Previously, I outlined our simplified approach to leveraging data as a strategic asset to create a competitive advantage. This methodology grouped activities into three distinct technology areas of focus: Data Integration, Data Management, and Data Presentation, which require a best practices approach to handling the organizational dynamics to successfully deliver these capabilities to the enterprise.
This article is primarily focused on data management which is the second part of this methodology.
Data Management is about recognizing your data as an asset and one of your organization’s most valuable resources. You must thoughtfully collect, store, model, and govern your data in a way that optimizes the performance of your data-driven applications. These tasks will support the streamlining of your data lifecycle to enable a data-driven organization by moving the data closer to the point of action.
Data Collection is focused on the process of managing the data that you are collecting. At first glance, many customers will say that they want to simply collect all data and keep it forever. While this may be a noble answer, it certainly is not the most effective approach; leading to the much more ambitious practice of trying to boil the ocean. As a big believer in agile development practices that deliver numerous iterations to deliver value along the way, I always recommend that we start small by focusing on what data is essential to the business process and what the different retention policies should be for this data.
Data Storage is about supporting the data lifecycle and how we should best store our data to support additional processing of the data and support business activities. This is about determining the best method to support these processes based on several variables while applying business rules based upon data classifications. Here are a few variables that would affect the data storage strategy: is the data structured or unstructured, what point of the data lifecycle is this data being stored, and what if any additional processing of this information may need to occur? In a simplified data process, you may have multiple storage points supporting the data throughout the data lifecycle as it moves closer to the point of action. An example is that you could initially store data in a data lake, applying some data integration techniques and transformations to then store in a data warehouse, which can then be moved and further processed to be stored in a business process specific data mart or analytics application that is closer to the point of action. As it relates to the data lifecycle, it is extremely important to factor in how the data will be used currently along with how it could be leveraged in the future as you start to think about where and how the data will be stored.

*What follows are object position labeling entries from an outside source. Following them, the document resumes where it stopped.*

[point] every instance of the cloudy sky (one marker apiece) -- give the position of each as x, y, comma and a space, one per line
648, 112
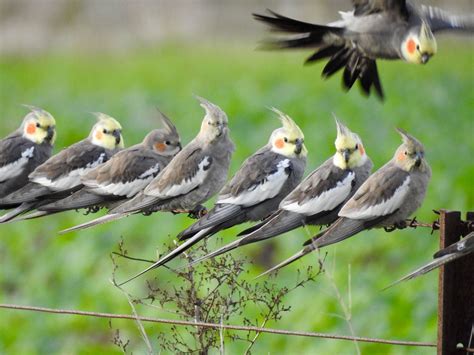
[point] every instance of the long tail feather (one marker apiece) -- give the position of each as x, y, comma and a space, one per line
101, 220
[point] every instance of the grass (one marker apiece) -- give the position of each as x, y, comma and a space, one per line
433, 102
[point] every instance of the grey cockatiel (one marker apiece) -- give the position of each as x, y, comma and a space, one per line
191, 178
61, 174
257, 188
318, 199
375, 29
386, 199
455, 251
124, 175
26, 148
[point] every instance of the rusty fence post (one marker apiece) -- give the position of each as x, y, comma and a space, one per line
456, 290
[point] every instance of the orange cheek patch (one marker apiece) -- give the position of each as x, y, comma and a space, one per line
279, 143
161, 147
31, 128
411, 46
401, 156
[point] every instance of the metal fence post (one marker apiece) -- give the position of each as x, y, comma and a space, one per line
456, 290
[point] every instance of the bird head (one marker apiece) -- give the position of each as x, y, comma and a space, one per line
288, 140
165, 141
107, 132
214, 124
350, 152
410, 155
419, 45
39, 126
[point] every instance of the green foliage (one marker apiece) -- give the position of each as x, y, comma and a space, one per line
433, 102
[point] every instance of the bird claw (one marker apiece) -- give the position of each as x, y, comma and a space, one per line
198, 212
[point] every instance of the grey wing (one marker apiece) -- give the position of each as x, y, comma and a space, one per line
368, 7
78, 156
440, 20
323, 190
380, 195
125, 174
260, 177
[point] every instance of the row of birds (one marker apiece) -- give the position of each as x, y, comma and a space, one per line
159, 175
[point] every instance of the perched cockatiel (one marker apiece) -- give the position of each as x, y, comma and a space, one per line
455, 251
386, 199
26, 148
375, 29
257, 188
195, 174
61, 174
124, 175
318, 199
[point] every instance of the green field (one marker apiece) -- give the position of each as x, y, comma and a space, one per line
434, 102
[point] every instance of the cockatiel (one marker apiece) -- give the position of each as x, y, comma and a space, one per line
26, 148
124, 175
375, 29
195, 174
318, 199
61, 174
257, 188
453, 252
386, 199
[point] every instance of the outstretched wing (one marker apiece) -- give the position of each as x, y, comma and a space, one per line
440, 20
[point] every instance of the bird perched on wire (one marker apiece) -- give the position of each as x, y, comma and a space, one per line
318, 199
375, 29
257, 188
26, 148
61, 174
195, 174
453, 252
386, 199
124, 175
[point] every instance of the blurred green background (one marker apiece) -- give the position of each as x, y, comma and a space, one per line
434, 102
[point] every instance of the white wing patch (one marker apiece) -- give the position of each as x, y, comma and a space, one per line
326, 201
127, 189
270, 187
186, 185
14, 169
72, 179
383, 208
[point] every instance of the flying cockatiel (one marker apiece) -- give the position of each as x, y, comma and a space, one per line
318, 199
61, 174
26, 148
375, 29
385, 200
453, 252
194, 175
124, 175
257, 188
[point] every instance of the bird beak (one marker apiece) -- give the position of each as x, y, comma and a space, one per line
118, 136
425, 58
347, 155
50, 132
418, 159
299, 146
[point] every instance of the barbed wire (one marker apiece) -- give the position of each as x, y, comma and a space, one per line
216, 326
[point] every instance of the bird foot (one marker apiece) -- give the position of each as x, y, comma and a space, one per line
92, 209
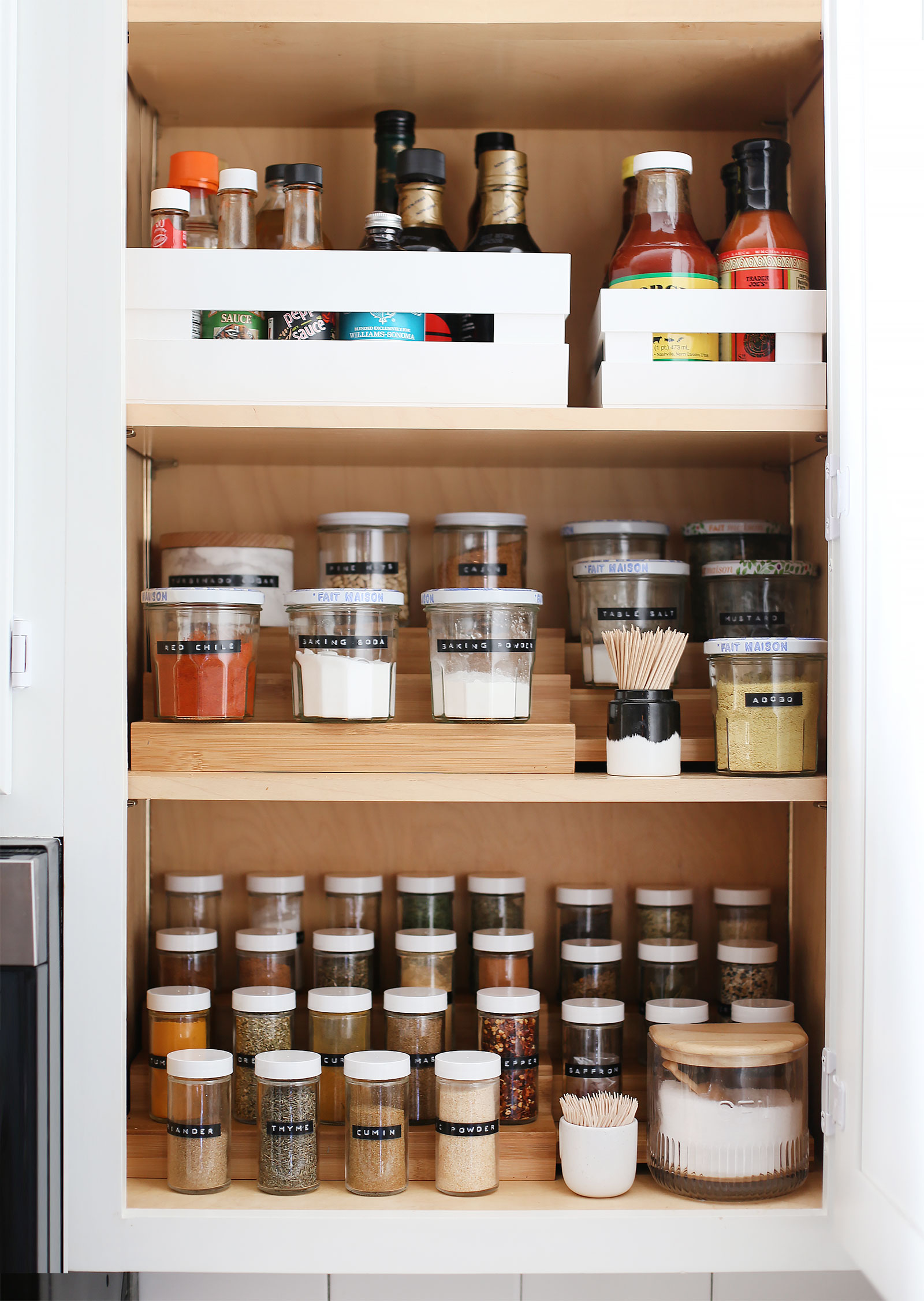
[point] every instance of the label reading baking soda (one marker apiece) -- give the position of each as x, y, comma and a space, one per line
676, 348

Data Modeling is a structured representation of the data geared towards the context in which the data will be used. This data must be structured in a way that is easy to use and understand while meeting the needs of the business users along with supporting the associated business processes. Effective data models must be designed with a focus on the process that it’s designed to support. This is another area where agile development practices play an important role. Again, I would recommend starting small and progressively enhancing the model to make it more complete.
In summary, data management plays a critical role in supporting the data lifecycle and building the foundations that make streamlining the data lifecycle possible. Organizations should carefully plan and consider their data management strategy and how it can support the larger needs of the organization.